Wie entstehen Konflikte?
Meist entzünden sich Streitigkeiten an Forderungen, die nur schwer in Übereinstimmung zu bringen sind. Zwei sehr einfache Beispiele: Ich möchte während der Schulhofpause rauchen, aber darf es nicht. Oder: Ich möchte während des Unterrichts mein Handy nutzen, das ist jedoch verboten. Dahinter stehen die Fragen: Warum möchte jemand rauchen oder sein Handy nutzen? Die Antwort ist: Letztlich geht es immer um Bedürfnisse. Wenn Eltern beispielsweise dem Lehrer ihres Kindes vorwerfen, es gebe zu viele Hausaufgaben, kann sich das Gespräch schnell hochschaukeln. Das würde nicht passieren, wenn man auf die gegenseitigen Bedürfnisse achten würde: Die Eltern möchten, dass das Kind nicht überfordert wird, der Lehrer möchte seinen Stoff schaffen. Unverständnis erzeugt Frust.

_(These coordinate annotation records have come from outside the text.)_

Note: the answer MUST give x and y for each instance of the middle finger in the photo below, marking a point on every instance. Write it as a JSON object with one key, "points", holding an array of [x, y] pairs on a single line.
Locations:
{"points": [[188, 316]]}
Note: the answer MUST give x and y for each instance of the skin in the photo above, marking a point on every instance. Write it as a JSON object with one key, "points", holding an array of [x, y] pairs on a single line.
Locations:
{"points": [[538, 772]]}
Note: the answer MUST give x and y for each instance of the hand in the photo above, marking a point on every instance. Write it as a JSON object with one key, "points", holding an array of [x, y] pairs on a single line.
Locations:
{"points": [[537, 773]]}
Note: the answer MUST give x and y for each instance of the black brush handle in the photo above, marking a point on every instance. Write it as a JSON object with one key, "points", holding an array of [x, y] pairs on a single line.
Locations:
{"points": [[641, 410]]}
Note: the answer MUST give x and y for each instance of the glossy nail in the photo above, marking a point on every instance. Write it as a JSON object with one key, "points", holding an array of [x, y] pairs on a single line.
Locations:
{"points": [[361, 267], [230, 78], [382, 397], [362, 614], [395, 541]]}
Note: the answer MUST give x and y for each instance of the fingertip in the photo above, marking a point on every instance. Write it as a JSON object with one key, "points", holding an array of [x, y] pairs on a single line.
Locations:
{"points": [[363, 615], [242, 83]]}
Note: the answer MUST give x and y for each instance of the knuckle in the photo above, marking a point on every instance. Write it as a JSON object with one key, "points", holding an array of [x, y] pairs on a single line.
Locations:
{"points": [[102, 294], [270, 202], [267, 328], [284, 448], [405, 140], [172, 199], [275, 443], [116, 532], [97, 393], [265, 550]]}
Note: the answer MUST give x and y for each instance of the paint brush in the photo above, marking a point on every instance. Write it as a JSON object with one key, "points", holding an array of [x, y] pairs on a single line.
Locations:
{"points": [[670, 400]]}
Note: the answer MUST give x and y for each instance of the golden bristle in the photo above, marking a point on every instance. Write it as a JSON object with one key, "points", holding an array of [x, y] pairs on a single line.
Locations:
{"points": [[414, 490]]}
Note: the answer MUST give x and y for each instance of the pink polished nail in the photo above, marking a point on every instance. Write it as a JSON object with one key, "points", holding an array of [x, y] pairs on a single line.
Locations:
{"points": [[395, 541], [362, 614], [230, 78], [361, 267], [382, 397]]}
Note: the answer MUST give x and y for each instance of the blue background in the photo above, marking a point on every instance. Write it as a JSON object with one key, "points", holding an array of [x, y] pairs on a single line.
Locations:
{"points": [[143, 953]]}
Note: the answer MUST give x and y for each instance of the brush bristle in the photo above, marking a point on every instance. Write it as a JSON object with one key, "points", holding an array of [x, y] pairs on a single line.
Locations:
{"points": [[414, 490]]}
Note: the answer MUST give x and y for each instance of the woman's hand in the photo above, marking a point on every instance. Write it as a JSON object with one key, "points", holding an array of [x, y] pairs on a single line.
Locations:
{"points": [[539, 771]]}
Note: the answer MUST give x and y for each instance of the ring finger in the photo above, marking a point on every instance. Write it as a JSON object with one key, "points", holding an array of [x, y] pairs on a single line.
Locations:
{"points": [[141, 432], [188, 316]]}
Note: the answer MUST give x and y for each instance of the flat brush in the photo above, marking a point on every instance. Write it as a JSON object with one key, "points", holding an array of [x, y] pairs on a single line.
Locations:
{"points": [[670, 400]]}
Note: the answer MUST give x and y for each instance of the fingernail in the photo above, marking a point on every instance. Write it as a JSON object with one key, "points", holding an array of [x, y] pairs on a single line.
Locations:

Worauf achten Sie, wenn Sie in einem Konflikt vermitteln?
Bedürfnisse sind wichtig. Deshalb ist es in einer Mediation unbedingt nötig, sie herauszuarbeiten. Wenn dadurch bei den Streitenden Verständnis füreinander entsteht, kann eine Einigung ohne Druck, sondern, wie wir sagen, aus dem Frieden heraus zustande kommen. Das sind dann nachhaltige Ergebnisse, mit denen die Parteien, wenn eine Einigung erzielt wird, gut leben können. Voraussetzungen sind aber: zuhören und verstehen wollen.
Ansonsten?
Verfestigt sich nur das Feindbild. Wenn etwa Eltern überzeugt sind, dass ein Lehrer nichts taugt und ihm nicht mehr wirklich echt und verstehen wollend zuhören, dann kann er sich noch so abmühen, noch so viele Kompromisslösungen anbieten, noch so viel reden – alles wird nur das negative Bild bestätigen. Versöhnung hat dann keine Chance. Und der Streit eskaliert weiter. Das ist gefährlich.
Warum?
Weil es dann nur noch darum geht, den anderen zu beschädigen. Das geht immer auch zulasten der Kinder.
Nicht jeder Lehrer ist ein sanftmütiger, verständnisvoller Mensch.
Das stimmt. Manch einer fühlt sich durch Kritik von Eltern angegriffen und verbarrikadiert sich hinter seiner Auffassung von richtig und falsch. Gerade engagierte Lehrer können sich durch unzufriedene Eltern schnell abgewertet fühlen. Niemand möchte zudem sein Gesicht verlieren. Im ungünstigsten Fall endet das dann in gegenseitiger Schuldzuweisung. Oder es gibt als übergriffig empfundene Ratschläge, die wiederum von Eltern als Kritik an ihrer Fähigkeit, Kinder zu erziehen, interpretiert werden können. Oder Lehrer schränken den Kontakt aufs Nötigste ein. Deshalb ist es in der Lehreraus- und -weiterbildung wichtig, dass Pädagogen lernen, wie sie mit Eltern reden, ohne dass diese dichtmachen. Und: Wie Lehrer ihre eigenen Emotionen hinterfragen und dadurch reflektiert bleiben. Denn eines der größten Hindernisse bei Streitigkeiten zwischen Lehrkräften und Eltern sind Empfindlichkeiten auf beiden Seiten.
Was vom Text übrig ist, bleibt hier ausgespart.